---
jupytext:
text_representation:
extension: .md
format_name: myst
format_version: 0.13
jupytext_version: 1.11.5
kernelspec:
display_name: Python 3
language: python
name: python3
---
# Direct-sampling Monte Carlo integration
After last week's recap of probability theory and random variables, it is time to apply this knowledge to understand the applicability and shortcomings of Monte Carlo methods. Before heading in that direction let us add one more method to our toolbox to sample random variables.
## Acceptance-Rejection sampling
Suppose we wish to sample a continuous random variable $X$ with probability density function $f_X(x)$. Last week we have seen that one way to achieve this is via the {ref}`inversion-method` by applying the inverse cumulative distribution function $F_X^{-1}$ to a uniform random variable $U$ on $(0,1)$. But this requires that we have an efficient way to calculate $F_X^{-1}(p)$ for any real number $p\in(0,1)$. In many case a closed-form expression for $F_X$ is not available, let alone for its inverse, so one has to resort to costly numerical approximations.

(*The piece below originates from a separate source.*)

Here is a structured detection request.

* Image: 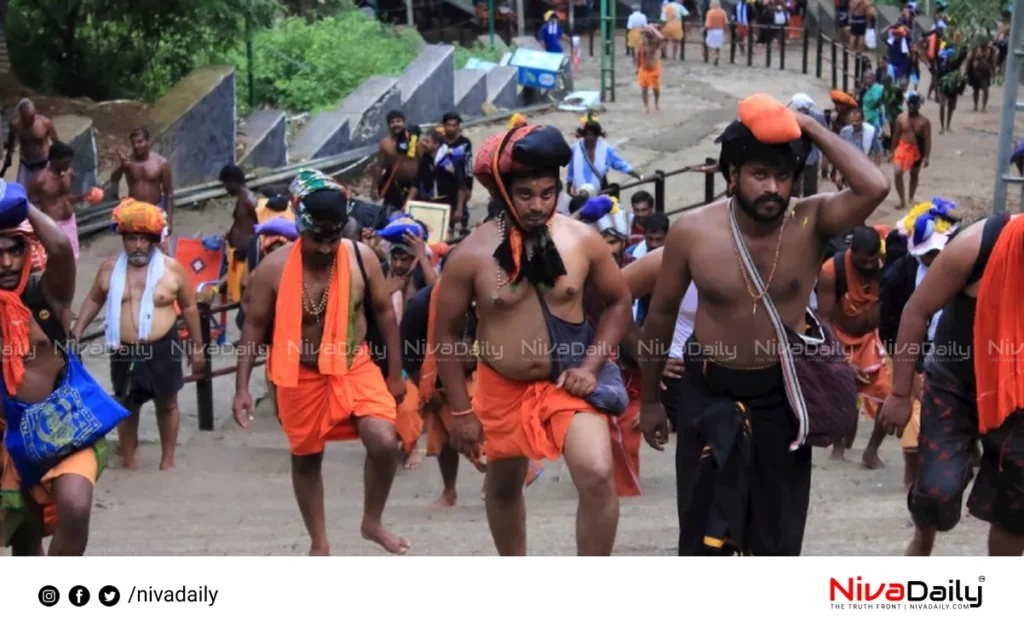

Applying the inversion method to joint distributions of several random variables becomes even more challenging. We also discussed {ref}`change-of-variables` as a method to generate particular distributions, but discovering suitable transformations requires some luck and ingenuity.
A more generally applicable method, that may or may not be efficient, is **acceptance-rejection sampling**. Suppose there is another random variable $Z$ with density $f_Z(x)$ that we already know how to sample efficiently and that $f_Z(x)$ and $f_X(x)$ are not too dissimilar. More precisely, suppose we can find a $c \geq 1$ such that $f_X(x) \leq c\,f_Z(x)$ for all $x\in\mathbb{R}$. Then we can sample $X$ using the following simple algorithm. Here `sample_z` is a function sampling $Z$ and `accept_probability` is the function $x\to f_X(x) / (c f_Z(x))$.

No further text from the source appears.